One World Symphony
Sung Jin Hong, Artistic Director and Conductor
Gustav Mahler: from Symphony No. 3, “Pan Awakes, Summer Marches In” (1896)
Sung Jin Hong: Rite of the Cicada (2013 World Premiere)
Andrew Struck-Marcell: Summer Cloud (2013 World Premiere)
Béla Bartók: From the Diary of a Fly (circa 1935)*
John Dowland: A time when silly bees could speak (1603)
Josquin des Prez: El grillo (The cricket) (1505)
Thursday, July 25, 2013
“Rarely does a program for the summer seem as perfect as the one that Sung Jin Hong has created for One World Symphony.” — Classical Domain
Awaken to endless summer days and nights — through the lush sounds of Mahler, charming chirping from Josquin’s cricket, sublimly buzzing bees in Dowland, and the chanting cicadas in Sung Jin Hong’s world premiere. One World Symphony’s distinct summer program Alive! unveils composers throughout history who have found inspiration in Earth’s first musicians: nature, birds, insects, trees, and water.

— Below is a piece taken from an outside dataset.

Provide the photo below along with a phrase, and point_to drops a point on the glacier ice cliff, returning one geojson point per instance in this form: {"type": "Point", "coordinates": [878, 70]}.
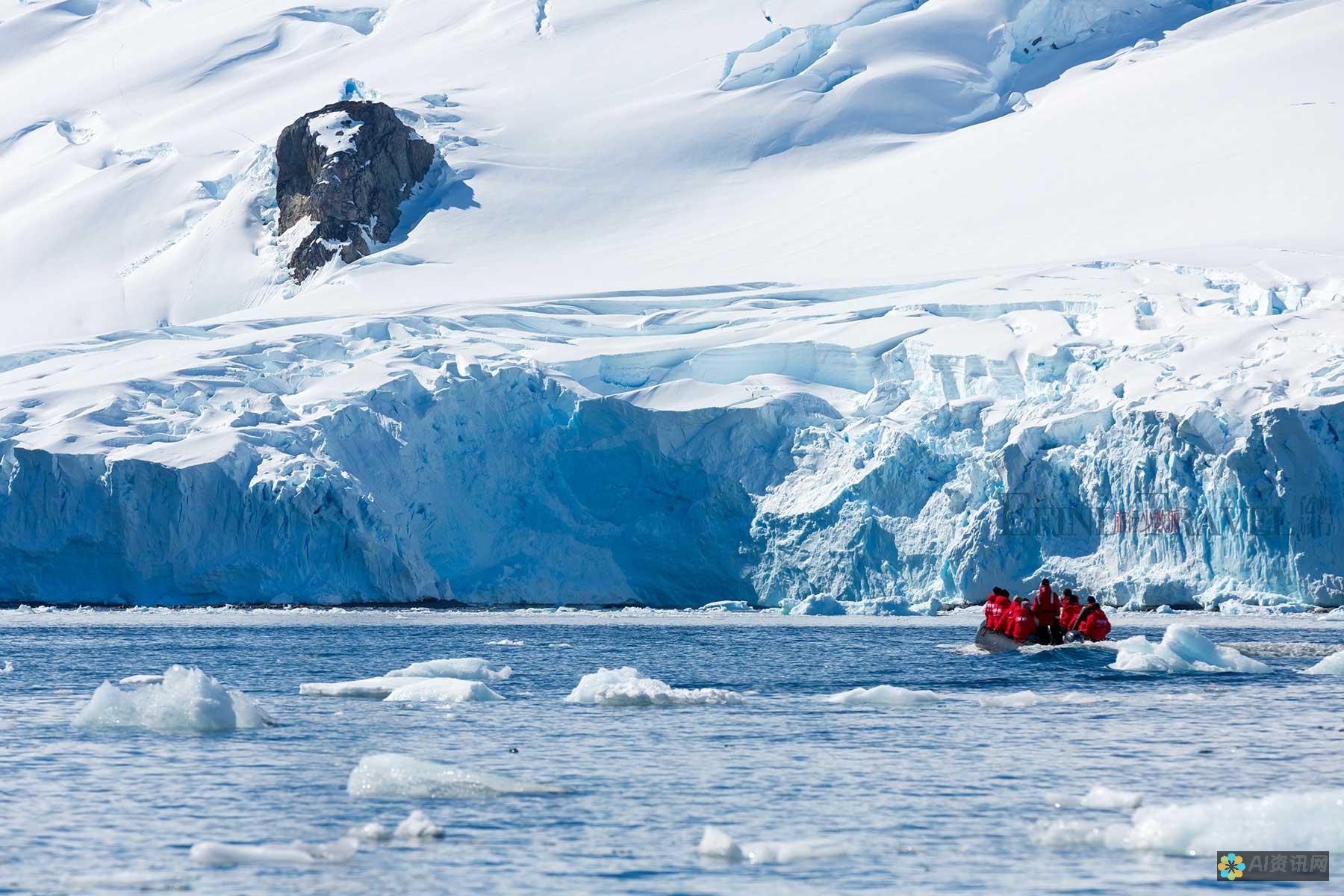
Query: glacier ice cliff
{"type": "Point", "coordinates": [905, 450]}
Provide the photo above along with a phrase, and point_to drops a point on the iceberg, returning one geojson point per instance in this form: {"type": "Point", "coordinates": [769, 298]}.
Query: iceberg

Light and dark contend in the first movement of Mahler’s Symphony No. 3. Pan awakes in stormy brass with a dark trombone solo over brooding drumbeats. Strings and woodwinds march with cheerful swagger. Despairing cries pitted against bright trumpets and horn flourishes hail the summer’s light brilliantly victorious. Mahler may have written the Symphony of a Thousand, but this year — after 17 years of solitude and serenity — the cicadas have ascended in the the Northeast to compose the living chorus of billions. Sung Jin Hong’s world premiere of Rite of the Cicada celebrates the journey of self-discovery they inspire from their precious cycle: meditative slumber, transfiguration, and, after having waited for nearly two decades for a few weeks of social networking, their unique liebestod of procreation and death. Andrew Struck-Marcell derives nostalgic inspiration from the childhood image of a persistent swarming gnats hovering at dusk under a sunset-stained sky for Summer Cloud. It is as though nature is a wonderful symphony that people and science continue to be touched, awed and inspired.